Полукс помолчал — Бета-Фи не сомневался, что тот подбирает наиболее уместную в данном контексте банальность, чтобы погасить его гнев. Но умилостивить Бета-Фи не выйдет. Он слегка подвинулся в своем инфокресле, поворачиваясь к космодесантнику спиной с прикрепленными к позвоночнику механизмами. Полукса это не остановило.
— Хитрость сработала. Твоя машина выиграла нам немало времени. Наши приготовления закончены, и лично я жалею, что не смогу увидеть лица Повелителей Ночи, когда они поймут, за что так отчаянно сражались.
По логическим схемам в нейронных имплантах Бета-Фи прошел зашифрованный поток частиц, несущих с собой удовлетворение.
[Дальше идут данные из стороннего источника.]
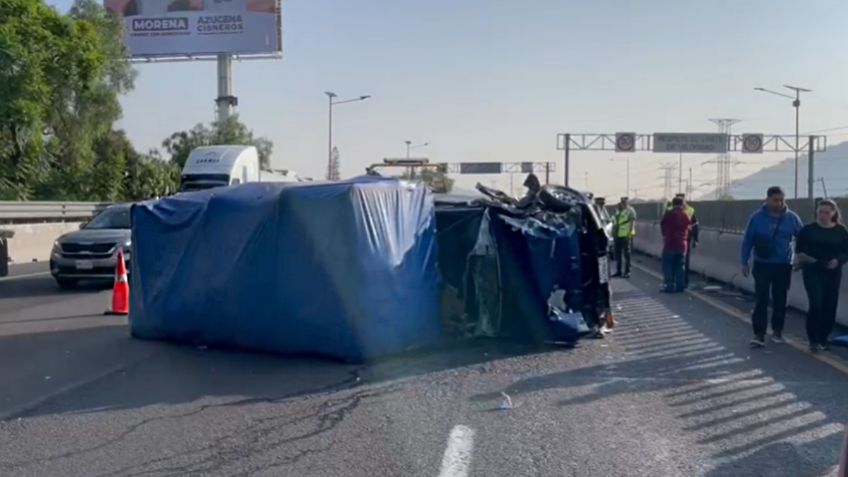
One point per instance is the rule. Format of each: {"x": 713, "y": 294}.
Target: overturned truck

Но следующие слова Полукса погасили его, и на сердце опять потяжелело.
— Отведи вторую машину. Бой не закончен, и она нужна в другом месте.
Скрайвок перелез через искрящие останки конструкта. В перестрелке в генератор опорного поля угодила шальная пуля, и он беззвучно дымился. Впереди ждала темнота, в которой даже его глаза ничего не видели.
Существовало не так много градаций темноты, в которых нострамцы плохо ориентировались. Они обладали несравненным ночным зрением, а благодаря легионерским аугментациям и системам силовых доспехов видели при плохом освещении дальше и четче всех, и Скрайвока серьезно беспокоило, что сейчас он ничего не может разглядеть. Зарядив пистолет, он осторожно направился вперед. Из-за груд камней на полу идти приходилось медленно.
Причина, по которой он ничего не видел, была прямо перед ним, только он не так на нее смотрел. Тоннель оказался тупиком. Он тянулся тридцать метров, после чего сужался до трубы диаметром в его кулак и исчезал в горе. Тьма представляла собой не отсутствие света в открытом пространстве, а блестящую черную стену. Он никогда раньше не видел такого камня — гладкого, черного, полностью поглощающего свет.
Он подошел к стене и провел пальцами по поверхности, едва ее касаясь.